Jaki jeszcze numer mi wytniesz
W którą ślepą skierujesz ulicę
Ile razy palce sobie przytnę
Nim się wreszcie klamki uchwycę
By otworzyć drzwi do twego serca
Które przeszło już tyle zawałów
Czy nikogo więcej nie obudzą
W twym imieniu oddane wystrzały
Nie pragnę wcale byś była wielka
Zbrojna po zęby od morza do morza
I nie chcę także by cię uważano
Za perłę świata i wybrankę Boga
Chcę tylko domu w twoich granicach
Bez lokatorów stukających w ściany
Gdy ktoś chce trochę głośniej zaśpiewać
O sprawach które wszyscy znamy
"Moja litania" jest przepełniona nadzieją na przemiany demokratyczne w Polsce. Później Wójtowicz stwierdził z ironią, że do dziś dzięki tej pieśni może czuć się "obrońcą demokracji".
"Ballada o szosie E-7" (słowa i muzyka Jan Krzysztof Kelus)
Znany bard Jan Krzysztof Kelus jeszcze przed pojawieniem się Solidarności miał w swojej biografii piękną kartę oporu wobec władzy komunistycznej.

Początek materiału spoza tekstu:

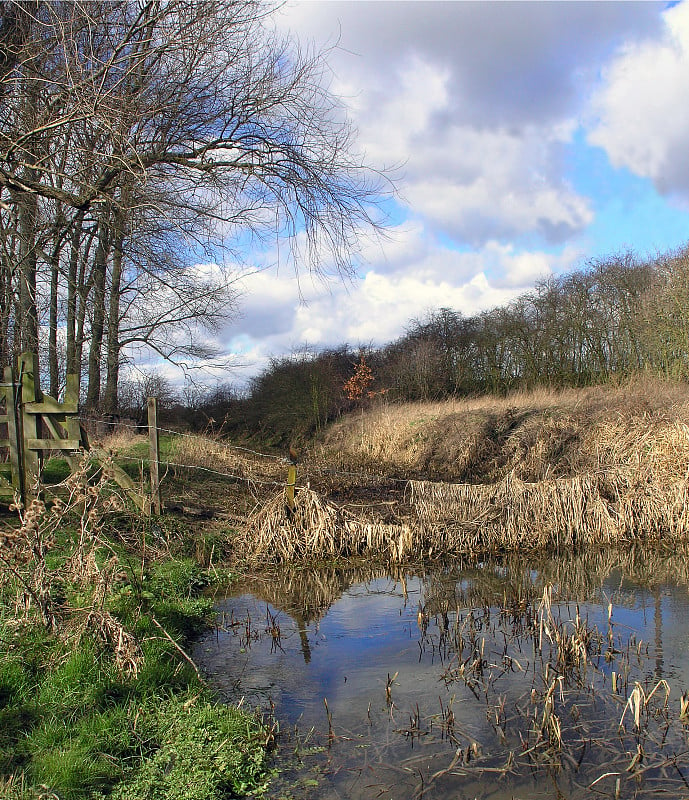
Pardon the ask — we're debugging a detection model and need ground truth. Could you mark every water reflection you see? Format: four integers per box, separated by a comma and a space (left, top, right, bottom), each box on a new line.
195, 550, 689, 800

W marcu 1968 roku, jako doktorant na Uniwersytecie Warszawskim, stanął po stronie protestujących studentów. A rok później zasiadł na ławie oskarżonych w tzw. procesie alpinistów, w którym grupie młodych ludzi zarzucano przerzucanie przez polsko-czechosłowacką granicę w Tatrach nielegalnych wydawnictw: "Kultury" paryskiej i innych publikacji Instytutu Literackiego.
Kelus jako pierwszy w Polsce zaczął wypuszczać nagrywane przez siebie nielegalnie kasety, przechodząc do historii jako pionier polskiego podziemia muzycznego. Tworzył piosenki w stylu amerykańskich bardów i pieśniarzy takich jak Woody Guthrie i Pete Seeger, pisał melancholijne ballady – jedna z najbardziej znanych nosi tytuł "Papierosy Biełamor-kanał". Śpiewał z charakterystyczną, pozbawioną emocji manierą, jego głos był zawsze cichy, spokojny, zdystansowany, jakby bard był zmęczony niesprawiedliwością i bólem świata. Za tą pozorną bezsilnością czuć było jednak głęboką wewnętrzną siłę.

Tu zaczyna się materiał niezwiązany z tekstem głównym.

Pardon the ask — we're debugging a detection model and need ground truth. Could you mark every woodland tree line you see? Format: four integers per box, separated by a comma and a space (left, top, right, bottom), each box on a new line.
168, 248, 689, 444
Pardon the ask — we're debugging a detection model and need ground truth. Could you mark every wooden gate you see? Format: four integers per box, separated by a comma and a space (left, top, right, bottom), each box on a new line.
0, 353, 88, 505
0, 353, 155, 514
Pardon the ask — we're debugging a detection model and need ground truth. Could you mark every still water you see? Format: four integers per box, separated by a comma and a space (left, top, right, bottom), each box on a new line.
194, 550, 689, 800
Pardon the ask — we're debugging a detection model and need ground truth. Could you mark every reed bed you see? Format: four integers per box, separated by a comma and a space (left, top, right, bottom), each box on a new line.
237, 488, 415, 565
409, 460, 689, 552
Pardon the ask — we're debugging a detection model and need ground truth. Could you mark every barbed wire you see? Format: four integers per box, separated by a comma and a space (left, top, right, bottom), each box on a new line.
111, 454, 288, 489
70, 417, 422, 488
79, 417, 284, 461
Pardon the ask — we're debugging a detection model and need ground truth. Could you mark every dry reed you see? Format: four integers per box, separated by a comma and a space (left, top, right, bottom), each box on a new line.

"Ballada o szosie E-7" opowiada o organizowanej przez KOR (którego Kelus był aktywnym współpracownikiem) akcji pomocy robotnikom Radomia represjonowanym za udział w masowych strajkach w czerwcu 1976 roku. Szosa E-7 to droga łącząca Warszawę z Radomiem, którą wówczas często przemierzali członkowie i współpracownicy KOR-u.
Czerwony Radom pamiętam siny
Jak zbite pałką ludzkie plecy
Szosę E7 na dworcach gliny
Jakieś pieniądze jakieś adresy […]
Na różnych szosach jadąc nocami
Wiem że się Radom przypomni jeszcze
Gdy wycieraczki będą zmazywać
Półkola w kroplach rzadkiego deszczu
"Kocham wolność" (słowa i muzyka Bogdan Łyszkiewicz)

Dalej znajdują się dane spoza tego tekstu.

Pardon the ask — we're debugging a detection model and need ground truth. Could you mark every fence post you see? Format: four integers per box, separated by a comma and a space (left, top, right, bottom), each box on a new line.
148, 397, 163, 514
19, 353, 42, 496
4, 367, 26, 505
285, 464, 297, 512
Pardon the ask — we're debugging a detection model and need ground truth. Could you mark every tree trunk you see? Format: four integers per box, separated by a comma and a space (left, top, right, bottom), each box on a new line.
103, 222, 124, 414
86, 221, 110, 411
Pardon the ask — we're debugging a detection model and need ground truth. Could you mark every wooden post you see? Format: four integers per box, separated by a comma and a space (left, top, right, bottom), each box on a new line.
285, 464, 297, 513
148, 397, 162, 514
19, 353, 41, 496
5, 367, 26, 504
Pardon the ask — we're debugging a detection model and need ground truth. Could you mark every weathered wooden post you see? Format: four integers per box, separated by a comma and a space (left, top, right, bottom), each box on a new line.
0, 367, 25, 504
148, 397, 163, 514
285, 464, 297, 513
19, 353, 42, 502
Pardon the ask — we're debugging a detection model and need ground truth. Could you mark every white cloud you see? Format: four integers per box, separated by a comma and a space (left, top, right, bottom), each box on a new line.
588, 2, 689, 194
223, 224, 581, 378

Chłopcy z Placu Broni to już przedstawiciele nowego pokolenia, bohaterowie nowej, wolnej Polski. Zespół został założony w Krakowie w 1987 roku, a jego nazwa to tytuł powieści dla młodzieży węgierskiego pisarza Ferenca Molnara. Założycielem grupy był wokalista i gitarzysta Bogdan Łyszkiewicz, nazywany polskim Johnem Lennonem z powodu jego znanej wszystkim miłości do muzyki Beatlesów i uderzającego podobieństwa do lidera ulubionej grupy. W 2000 roku Łyszkiewicz zginął w wypadku samochodowym i zespół przestał istnieć.
Piosenka "Kocham wolność" pochodzi z debiutanckiego albumu zespołu "O, Ela! ", który ukazał się w roku 1990.
Tak niewiele myślę / Tak niewiele znaczę
Tak niewiele słyszałem / Tak niewiele potrafię
Wolność kocham i rozumiem / Wolności oddać nie umiem
Wolność kocham i rozumiem / Wolności oddać nie umiem
Ta bezpretensjonalna piosenka odegrała nieoczekiwaną rolę w dramacie z 19 października 2017 roku, kiedy 54-letni mieszkaniec Krakowa Piotr Szczęsny dokonał samospalenia na placu Defilad w Warszawie. Jak twierdzą świadkowie, Szczęsny ustawił megafon, wygłosił swoją deklarację polityczną, rozrzucił ulotki i włączył piosenkę "Kocham wolność", po czym oblał się łatwopalną cieczą i podpalił. Choć świadkom udało się ugasić płomienie, mężczyzna zmarł kilka dni później w szpitalu. Warszawiacy na miejscu tragedii stawiali świece i znicze, ulicami miasta przeszedł marsz milczenia, a parlamentarzyści w Sejmie uczcili pamięć Piotra Szczęsnego minutą ciszy.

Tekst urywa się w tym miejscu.